On éclate de rire, et elle repart danser. Je la trouve jolie. Elle n’est sans doute pas aussi sexy que Vanessa ou Émilie, mais elle a du charme. Elle deviendra sûrement une très belle femme, comme Mme Holm, notre prof de SVT, avec beaucoup d’allure.
La fête bat son plein. On a tous oublié pourquoi on est là, mais tout le monde s’éclate. Je ne vois plus Axel. Au beau milieu d’un morceau, un solo de saxo monte dans une maîtrise époustouflante, et même les danseurs les plus acharnés tournent la tête vers la scène pour voir qui joue aussi bien. C’est M. Caron, notre prof d’histoire-géo de l’année dernière. Il doit être un peu plus jeune que mes parents. Il joue les yeux fermés. Ses doigts courent sur l’instrument avec une virtuosité qui force l’admiration. Tout le monde est surpris de découvrir qu’un prof est capable de jouer ainsi. La moitié des filles de ses classes vont tomber amoureuses de lui. Bouche bée, je l’écoute et le regarde, fascinée. Quelqu’un me dit :
— Il joue fabuleusement bien, non ?
Je réponds sans regarder qui me parle :
— Tu m’étonnes…
— Pourtant, il prend un risque énorme.
— Le morceau est super difficile, mais il assure…
— Ce n’est pas le morceau qui est risqué, c’est de le jouer devant les élèves…
Je tourne la tête pour voir qui vient de dire cela, et je tombe nez à nez avec M. Rossi, notre prof d’éco. J’ai un violent mouvement de recul. Il sourit, ironique :
— Tu me trouves si monstrueux que ça ?
Je ne suis pas à l’aise. Peut-être parce qu’il n’y a plus de bureau pour nous séparer, peut-être parce que je nous croyais entre élèves et que je me demande ce qu’il fait là. Je réponds en bafouillant :
— Excusez-moi, je crois que je vous ai tutoyé…
— Un jour comme aujourd’hui, ça ne me pose pas de problème.
Il me désigne M. Caron, qui se donne toujours à fond sur la scène.
— Toi aussi, tu es impressionnée.
— Il y a de quoi. On ne s’imagine pas qu’un prof…
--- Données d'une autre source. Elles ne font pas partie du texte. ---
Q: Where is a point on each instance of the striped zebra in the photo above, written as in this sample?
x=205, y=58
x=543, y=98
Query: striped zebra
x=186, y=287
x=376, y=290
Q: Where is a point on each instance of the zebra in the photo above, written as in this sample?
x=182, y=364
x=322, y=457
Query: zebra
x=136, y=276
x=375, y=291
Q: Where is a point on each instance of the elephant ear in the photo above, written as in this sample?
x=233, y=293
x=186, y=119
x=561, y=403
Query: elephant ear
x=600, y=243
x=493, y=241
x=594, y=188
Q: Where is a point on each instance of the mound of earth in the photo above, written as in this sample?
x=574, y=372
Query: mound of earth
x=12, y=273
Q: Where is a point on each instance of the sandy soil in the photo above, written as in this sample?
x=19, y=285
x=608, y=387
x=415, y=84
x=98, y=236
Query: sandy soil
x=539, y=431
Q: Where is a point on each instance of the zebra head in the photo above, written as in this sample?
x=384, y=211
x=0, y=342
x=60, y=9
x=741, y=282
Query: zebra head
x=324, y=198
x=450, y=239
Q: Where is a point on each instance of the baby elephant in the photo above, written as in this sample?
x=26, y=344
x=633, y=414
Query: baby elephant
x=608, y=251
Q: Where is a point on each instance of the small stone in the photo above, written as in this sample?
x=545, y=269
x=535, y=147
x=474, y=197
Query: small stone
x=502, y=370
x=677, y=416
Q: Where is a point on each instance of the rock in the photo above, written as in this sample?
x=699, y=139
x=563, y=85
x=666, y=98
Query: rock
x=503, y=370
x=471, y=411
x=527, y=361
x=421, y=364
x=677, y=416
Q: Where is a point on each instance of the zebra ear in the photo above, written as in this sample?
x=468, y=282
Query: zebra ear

Je me mords les lèvres. M. Rossi sourit de plus belle :
— Vous nous figez dans notre fonction. C’est normal. Mais qu’est-ce que vous croyez ? Vous vous imaginez sérieusement que lorsque vous quittez le lycée, on s’immobilise derrière notre bureau en attendant que vous reveniez le lendemain matin ? Comme un parc d’attractions dont les automates seraient débranchés en attendant le retour des spectateurs. Tu imagines le tableau ? Si vous saviez… Il n’y a qu’à voir la tête de tes camarades lorsque j’en croise un au supermarché. Leur mâchoire se décroche à la simple idée qu’un prof puisse aussi faire ses courses, manger… Et je ne te raconte pas si j’ai du papier-toilette sur le dessus du caddie !
— Je préférerais vous découvrir en train de jouer de l’harmonica plutôt que de la cuvette…
Qu’est-ce que je viens de dire ? Je vire instantanément au rouge écarlate, mais il rigole. Ça ne doit pas être si grave que ça.
— Toi qui observes toujours, me demande-t-il, que penses-tu de l’idée de mélanger les profs et les élèves pour faire la fête ?
Je suis surprise que l’on se soit posé la même question. J’hésite à répondre. Il le voit bien.
— Tu peux me dire la vérité, Camille.